ECLI:NL:HR:2021:1319
Hoge Raad
- Cassatie
- Rechtspraak.nl
Cassatie tegen uitspraak Gerechtshof Amsterdam inzake inkomstenbelasting 2014
In deze zaak heeft de Hoge Raad op 17 september 2021 uitspraak gedaan in het cassatieberoep van belanghebbende, vertegenwoordigd door A.A. Kan, tegen de Staatssecretaris van Financiën. Het beroep was gericht tegen de uitspraak van het Gerechtshof Amsterdam van 16 februari 2021, waarin het hoger beroep van belanghebbende tegen een eerdere uitspraak van de Rechtbank Noord-Holland werd behandeld. De zaak betreft de aan belanghebbende opgelegde aanslag in de inkomstenbelasting en premie volksverzekeringen voor het jaar 2014.

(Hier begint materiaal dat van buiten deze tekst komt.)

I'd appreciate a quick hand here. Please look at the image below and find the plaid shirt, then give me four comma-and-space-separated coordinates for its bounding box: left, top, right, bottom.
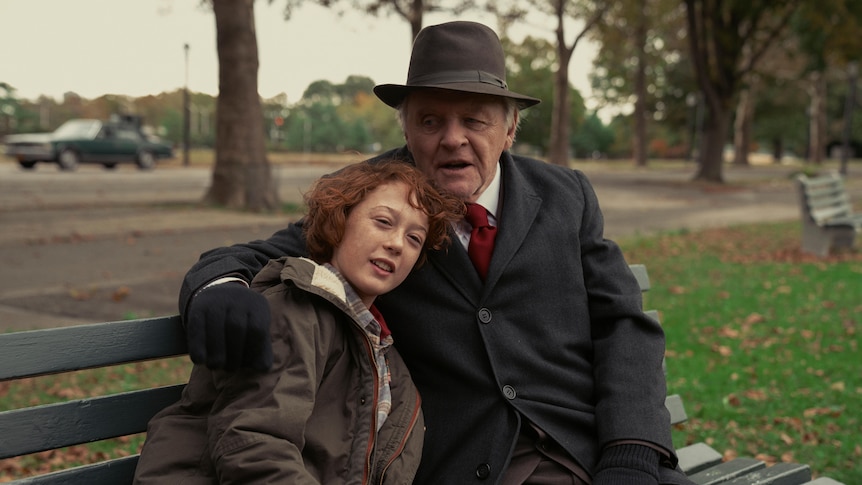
314, 263, 392, 431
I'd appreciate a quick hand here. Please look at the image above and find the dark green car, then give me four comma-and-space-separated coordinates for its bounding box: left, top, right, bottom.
4, 116, 174, 170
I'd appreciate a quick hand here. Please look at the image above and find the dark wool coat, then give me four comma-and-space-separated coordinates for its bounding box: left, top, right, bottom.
180, 148, 690, 484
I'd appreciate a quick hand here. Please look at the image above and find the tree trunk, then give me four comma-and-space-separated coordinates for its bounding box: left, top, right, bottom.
548, 4, 573, 167
733, 89, 754, 165
632, 2, 647, 167
694, 102, 730, 183
204, 0, 279, 211
808, 72, 826, 165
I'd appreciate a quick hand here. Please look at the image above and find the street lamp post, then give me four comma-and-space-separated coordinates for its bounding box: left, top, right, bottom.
183, 43, 190, 167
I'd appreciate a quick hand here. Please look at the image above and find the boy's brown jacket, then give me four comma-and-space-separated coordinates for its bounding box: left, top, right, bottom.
135, 258, 424, 484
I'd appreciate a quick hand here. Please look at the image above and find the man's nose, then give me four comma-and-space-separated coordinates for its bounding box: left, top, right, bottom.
440, 121, 467, 147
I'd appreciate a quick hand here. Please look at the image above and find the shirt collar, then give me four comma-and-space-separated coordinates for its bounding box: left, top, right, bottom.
476, 161, 502, 219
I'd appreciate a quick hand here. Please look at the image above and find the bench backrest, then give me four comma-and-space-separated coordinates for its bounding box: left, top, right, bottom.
0, 265, 686, 485
0, 316, 186, 484
796, 172, 853, 226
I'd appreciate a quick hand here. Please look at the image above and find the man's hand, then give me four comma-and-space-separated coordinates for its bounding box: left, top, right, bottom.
185, 283, 272, 372
593, 444, 659, 485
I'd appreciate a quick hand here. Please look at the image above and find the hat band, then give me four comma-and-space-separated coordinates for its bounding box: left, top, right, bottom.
407, 71, 509, 89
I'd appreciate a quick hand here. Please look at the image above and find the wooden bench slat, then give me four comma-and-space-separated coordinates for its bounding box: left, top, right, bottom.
0, 384, 185, 459
664, 394, 688, 424
683, 456, 766, 485
727, 463, 811, 485
629, 264, 650, 292
802, 477, 843, 485
4, 455, 140, 485
0, 315, 187, 381
796, 172, 862, 257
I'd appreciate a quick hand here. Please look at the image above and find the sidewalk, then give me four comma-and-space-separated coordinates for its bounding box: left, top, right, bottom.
0, 164, 862, 330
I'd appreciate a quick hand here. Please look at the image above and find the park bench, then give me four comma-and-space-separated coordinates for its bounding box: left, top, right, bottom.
0, 265, 852, 485
796, 172, 862, 257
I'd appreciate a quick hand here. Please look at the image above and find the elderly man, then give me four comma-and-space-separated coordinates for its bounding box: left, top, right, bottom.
180, 22, 691, 485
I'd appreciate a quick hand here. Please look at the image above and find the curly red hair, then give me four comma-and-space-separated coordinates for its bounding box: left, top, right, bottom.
302, 160, 466, 267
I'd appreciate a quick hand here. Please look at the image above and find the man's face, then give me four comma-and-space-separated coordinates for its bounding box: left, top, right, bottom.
404, 89, 517, 202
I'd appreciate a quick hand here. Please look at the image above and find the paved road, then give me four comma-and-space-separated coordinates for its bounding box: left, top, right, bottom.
0, 159, 862, 329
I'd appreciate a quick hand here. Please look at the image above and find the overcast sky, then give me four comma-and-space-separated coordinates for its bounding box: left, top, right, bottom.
0, 0, 594, 103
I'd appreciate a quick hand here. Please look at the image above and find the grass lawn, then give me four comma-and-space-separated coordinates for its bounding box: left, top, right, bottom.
620, 223, 862, 485
0, 223, 862, 485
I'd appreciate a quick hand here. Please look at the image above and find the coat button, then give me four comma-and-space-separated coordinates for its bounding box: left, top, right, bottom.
476, 463, 491, 480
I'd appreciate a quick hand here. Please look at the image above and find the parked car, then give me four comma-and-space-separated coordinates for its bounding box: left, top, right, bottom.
4, 116, 174, 170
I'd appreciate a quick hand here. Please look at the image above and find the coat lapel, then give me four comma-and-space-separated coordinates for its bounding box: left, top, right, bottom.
428, 152, 542, 303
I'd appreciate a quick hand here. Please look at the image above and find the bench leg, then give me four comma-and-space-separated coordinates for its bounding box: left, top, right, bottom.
802, 225, 856, 258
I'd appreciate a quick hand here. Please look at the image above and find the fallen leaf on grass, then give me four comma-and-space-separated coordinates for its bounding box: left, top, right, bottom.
111, 286, 132, 302
745, 312, 766, 325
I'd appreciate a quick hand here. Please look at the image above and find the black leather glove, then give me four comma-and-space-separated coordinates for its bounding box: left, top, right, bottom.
185, 283, 272, 372
593, 444, 659, 485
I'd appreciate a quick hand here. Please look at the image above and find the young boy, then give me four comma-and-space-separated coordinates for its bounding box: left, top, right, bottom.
135, 162, 464, 484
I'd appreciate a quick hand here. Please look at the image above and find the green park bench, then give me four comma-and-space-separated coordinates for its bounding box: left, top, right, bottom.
796, 172, 862, 257
0, 265, 852, 485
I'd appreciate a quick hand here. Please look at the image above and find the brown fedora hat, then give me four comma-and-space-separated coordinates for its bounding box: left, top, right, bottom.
374, 21, 540, 109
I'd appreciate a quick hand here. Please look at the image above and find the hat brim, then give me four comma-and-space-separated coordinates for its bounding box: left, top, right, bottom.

De Hoge Raad heeft het middel dat door belanghebbende is voorgesteld, beoordeeld. De uitkomst van deze beoordeling was dat het middel niet kon leiden tot vernietiging van de uitspraak van het Hof. De Hoge Raad heeft in dit geval geen verdere motivering hoeven geven, aangezien de beoordeling van het middel niet noodzakelijkerwijs vragen opriep die van belang zijn voor de eenheid of ontwikkeling van het recht, zoals bedoeld in artikel 81, lid 1, van de Wet op de rechterlijke organisatie.
Daarnaast heeft de Hoge Raad geen aanleiding gezien om een veroordeling in de proceskosten uit te spreken. De beslissing van de Hoge Raad was dat het beroep in cassatie ongegrond werd verklaard, wat betekent dat de eerdere uitspraken van het Gerechtshof en de Rechtbank in stand blijven. Dit arrest is openbaar uitgesproken en is gewezen door de vice-president en twee raadsheren, met de waarnemend griffier aanwezig.